If the reader is alive to the acute controversy that now exists, not in Great Britain only, but also, under other forms of words, among whole sections of the population of most European countries (though scarcely at all as yet among those who fill the places of statesmen), as to the form in which the Democratic governments of the future should be cast, he should weigh Chapter VIII. In that popular exposition of the relation between Co-operation and Trade Unionism, dating as far back as 1892, will be found the contrast between the nature and functions of Associations of Consumers and Associations of Producers respectively—terms which are gradually coming into the consciousness of those whose duty it is to scrutinize the evolution of Democracy.
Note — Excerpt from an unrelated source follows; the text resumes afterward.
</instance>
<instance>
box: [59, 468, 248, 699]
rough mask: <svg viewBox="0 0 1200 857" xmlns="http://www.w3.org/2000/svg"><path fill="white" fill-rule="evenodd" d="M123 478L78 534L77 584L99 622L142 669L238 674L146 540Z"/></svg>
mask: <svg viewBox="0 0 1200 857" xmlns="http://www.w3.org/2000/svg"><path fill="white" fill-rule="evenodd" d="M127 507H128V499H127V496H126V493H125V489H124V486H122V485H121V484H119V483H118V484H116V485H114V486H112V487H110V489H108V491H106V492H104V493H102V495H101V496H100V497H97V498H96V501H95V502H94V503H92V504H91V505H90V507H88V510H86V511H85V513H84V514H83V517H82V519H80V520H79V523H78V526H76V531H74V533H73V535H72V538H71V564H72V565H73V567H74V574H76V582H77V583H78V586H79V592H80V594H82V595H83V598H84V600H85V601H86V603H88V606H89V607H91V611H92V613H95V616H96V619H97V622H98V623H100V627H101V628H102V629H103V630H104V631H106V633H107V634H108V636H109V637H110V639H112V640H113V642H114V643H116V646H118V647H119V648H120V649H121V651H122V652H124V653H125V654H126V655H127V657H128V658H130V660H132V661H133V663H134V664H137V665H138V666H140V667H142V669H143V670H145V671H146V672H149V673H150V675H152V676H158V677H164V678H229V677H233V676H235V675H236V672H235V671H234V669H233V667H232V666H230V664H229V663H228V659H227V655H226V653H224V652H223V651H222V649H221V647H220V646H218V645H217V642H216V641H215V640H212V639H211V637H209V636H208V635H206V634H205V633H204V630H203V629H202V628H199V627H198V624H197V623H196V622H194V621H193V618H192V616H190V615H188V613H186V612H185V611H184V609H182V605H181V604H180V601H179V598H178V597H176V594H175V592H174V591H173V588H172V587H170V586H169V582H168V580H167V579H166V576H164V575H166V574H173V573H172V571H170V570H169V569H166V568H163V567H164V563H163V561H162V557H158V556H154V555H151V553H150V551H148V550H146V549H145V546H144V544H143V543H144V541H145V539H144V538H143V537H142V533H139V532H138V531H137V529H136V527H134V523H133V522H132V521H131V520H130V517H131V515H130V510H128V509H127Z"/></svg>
The authors do not believe to-day, any more than they did in 1892, that the government and control of industry can, or even will, be in the future vested wholly in the Democracy of Producers, whether self-governing workshop, Trade Union, Gild or factory soviet, any more than it can be allowed to be vested in a class of private employers or an employers' association. On the other hand, they recognize, as they explained in 1897 in their Industrial Democracy, that it is equally impossible to attain either the highest productivity or that fullest development of individual faculty which we mean by freedom, where the government and control of industry is trusted exclusively to the Democracy of Consumers, whether Co-operative Society, Municipality or completely democratised National Government. We believe now, as we said in 1892, that, for any genuinely efficient Democracy, both forms must coexist, and be fully recognised—the Association of Consumers and the Association of Producers each having its own lawful and necessary sphere of power and influence, and each working continuously in full activity. The 'proper relationship' between them, as was indicated in 1892, is 'that of an ideal marriage, in which each partner respects the individuality and assists the work of the other, whilst both cordially join forces to secure their common end—the Co-operative State.'
Sidney Webb.
Beatrice Webb.
41 Grosvenor Road, Westminster, February 1920.